What is more important to me is whether the information was leaked or gained legally.

This was a high security email.

Maybe it was that bastard Assange.

Information like this should not have to be leaked, the voters have a right to know about government incompetence.

The article stated that the email was given to a Senate committee and thus became a public document. I suspect the ATO want to distance themselves from RoboDebt, releasing these emails may take the heat off them.

I challlenged Centrelink and took them to Administrative Tribunal when I received a letter from robodebt due to an administrative fault on their part and had about 2/3 of the amount cancelled.  If it was illegal - am I now entitled to get the rest back, esp as my disposable income is now far less than when Centrelink made the error some years back.  Interested to see what others think - guess if you don't challenge again you never know!

This is what Class Actions are about. All people who have been ripped off by this corrupt government should be looking for a Class Action to join.

Thieves have to bought to account, maybe if the locked in at any cost supporters get a hit to the hip pocket, they may start to think about who they are voting for.

I am glad that is has turned out to be illegal, but will people be compensated for the stress caused, and for those who lost loved ones to suicide because of the pressure. Makes me wonder what else might be illegal, like the unemployed signing job plans that you are supposed to negotiate but their is no negotiation they just have to sign or get cut off their payments.

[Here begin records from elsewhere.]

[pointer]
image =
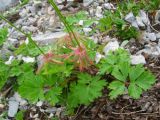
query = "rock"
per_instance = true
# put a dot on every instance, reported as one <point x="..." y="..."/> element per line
<point x="87" y="2"/>
<point x="137" y="59"/>
<point x="13" y="107"/>
<point x="5" y="4"/>
<point x="111" y="46"/>
<point x="99" y="12"/>
<point x="131" y="19"/>
<point x="49" y="38"/>
<point x="28" y="59"/>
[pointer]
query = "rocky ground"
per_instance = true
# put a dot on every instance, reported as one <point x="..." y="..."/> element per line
<point x="39" y="18"/>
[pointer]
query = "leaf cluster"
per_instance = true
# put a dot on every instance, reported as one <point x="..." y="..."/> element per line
<point x="127" y="78"/>
<point x="3" y="35"/>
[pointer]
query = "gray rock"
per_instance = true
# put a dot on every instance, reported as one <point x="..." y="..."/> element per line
<point x="87" y="30"/>
<point x="5" y="4"/>
<point x="13" y="107"/>
<point x="137" y="59"/>
<point x="111" y="46"/>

Government lawyers warned the tax commissioner the controversial "robodebt" programme could be illegal on the same day the Federal Government suspended the scheme.

Seems like a fairly quick response to me.


Point is why did they not make sure before they even started it?

Computers like people are not perfect

Ignorance of the law is  no excuse.  For the government to claim they did not know this scheme might not be legal is a weak cowardly  cop out.

In State Government any scheme or project worth over $100,000 requires a process that requires legal oversight.  This is in the form of peer scrutiny with questions around legality and probity refered on to the legal department.

What we are being asked to believe is that no one, not one person connected to this project, had a suspicion that the concept may not be legal.

It fails the common sense test.  Not everyone connected to this project could be so thick.  More likely they were too scared for the sake of their careers to bring it up. If this was the case, it uncovers an even worse problem, people should not be so scared that they can't do their jobs properly.

I know there is a difference between State and Federal procedures, but this is pretty basic stuff.